The problem of infantile diarrhoea is in great part the same as the problem of rickets. The peculiar summer disease of town-bred infants is especially apt to assail the rickety: probably a very large number of the infants under one who are cut off by it would have become obviously rickety if they had lived a few months longer. But even if there were not this well-known correspondence between the subjects of infantile diarrhoea and of rickets, we should find analogies in the pathology of each. Rickets is an exquisitely congenital disease, or a disease acquired by the child in the womb from the kind of intra-uterine nutrition that it receives. In recent times it has been usual to restrict the term congenital in rickets to the very few cases that have rickets developed at birth. This is a typical instance of the peculiar narrowness of view in modern pathology. All rickets is congenital, although it is rare to find the symptoms made manifest until the infant is nearly a year old. Cullen’s reasoning on this point a century ago has never been answered nor superseded. The theories of that day to explain rickets by injudicious feeding or regimen after birth seemed to him beside the mark: “Upon the whole I am of opinion that hired nurses seldom occasion this disease unless when a predisposition to it has proceeded from the parents.... I am very much persuaded that the circumstances in the rearing of children have less effect in producing rickets than has been imagined.... I doubt if any of the former [dietetic errors and the like] would produce it where there was no predisposition in the child’s original constitution.... So far as I can refer the disease of the children to the state of the parents, it has appeared to me most commonly to arise from some weakness, and pretty frequently from a scrofulous habit, in the mother,” (Cullen, First Lines, Part III. Bk. II. chapter 4). The chief exponent of the diathetic views on rickets in our time has been Sir William Jenner (Med. Times and Gaz., 1860, I. 466); but I remember at the Pathological Society on 7 Dec., 1880, how unacceptable, or perhaps unintelligible, that part of his exposition was to a younger generation who appeared to have forgotten the meaning of mala stamina vitae.

The congenital nature of rickets is not only an empirical fact, based upon experience, but it is a doctrine of rational pathology. The latter aspect of it rests upon the correct physiology of intra-uterine nutrition, for which I refer to my investigations on the structure and function of the placenta (Journal of Anatomy and Physiology, July, 1878, and January, 1879). The detailed application of the physiological facts to rickets I have attempted deductively in section 5 of the article “Pathology” in the Encyclopaedia Britannica, vol. XVIII., 1884. The building up of the placenta by the mother, and the due performance of function by that great and wonderful extemporised organ, require certain favouring conditions, which have been never unperceived by the common sense of mankind. Those conditions are certainly not to be found in factory labour. A woman who has to be thinking of the time-keeper at the gate and the foreman in the mill, who has ever in her ears the din of belts and wheels and mill-stones, who has dust in her lungs and weariness in her back, can hardly do justice to the child in her womb. The rearing of the child after it is born is of small consequence beside the rearing of it before it is born. The opportunity comes once (heredity apart) of giving it good stamina or bad; and in the circumstances of factory labour the wonder is that breeding women provide so well as they do for their unborn offspring. It is undoubted that they often tax themselves beyond measure to do so, in tacit obedience to the great law of maternity.

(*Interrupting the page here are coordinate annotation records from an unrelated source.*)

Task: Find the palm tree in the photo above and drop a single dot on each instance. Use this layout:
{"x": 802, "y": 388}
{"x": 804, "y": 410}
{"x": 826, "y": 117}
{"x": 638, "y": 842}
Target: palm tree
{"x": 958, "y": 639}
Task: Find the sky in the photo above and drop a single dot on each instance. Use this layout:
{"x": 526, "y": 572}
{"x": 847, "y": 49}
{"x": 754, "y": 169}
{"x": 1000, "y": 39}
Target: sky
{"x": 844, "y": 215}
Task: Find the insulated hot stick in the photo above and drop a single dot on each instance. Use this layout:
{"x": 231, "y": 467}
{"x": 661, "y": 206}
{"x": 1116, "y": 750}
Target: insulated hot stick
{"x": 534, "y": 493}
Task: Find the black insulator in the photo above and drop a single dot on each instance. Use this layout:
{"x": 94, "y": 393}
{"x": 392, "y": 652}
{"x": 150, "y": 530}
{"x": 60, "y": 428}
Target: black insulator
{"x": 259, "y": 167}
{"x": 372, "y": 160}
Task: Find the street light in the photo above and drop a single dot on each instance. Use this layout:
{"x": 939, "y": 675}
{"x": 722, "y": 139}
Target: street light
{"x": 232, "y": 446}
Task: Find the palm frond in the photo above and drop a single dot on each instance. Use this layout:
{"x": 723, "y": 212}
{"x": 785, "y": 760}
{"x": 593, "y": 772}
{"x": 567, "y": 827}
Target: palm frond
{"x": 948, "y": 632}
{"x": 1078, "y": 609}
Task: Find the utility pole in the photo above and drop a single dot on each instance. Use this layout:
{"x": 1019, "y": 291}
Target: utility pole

While the connexion of rickets in the child with the laborious or anxious preoccupations of the mother during gestation can be followed out in physiological or pathological detail, the connexion with the same of a disposition to summer diarrhoea remains empirical, except in so far as it is a part of the rickety constitution itself. Some congenital weakness, we may suppose, attends the functions of digestion and assimilation, and, under the relaxing influence of continued high temperature, leads to vomiting and purging, to which many infants succumb through the eventual implication of the cerebral functions.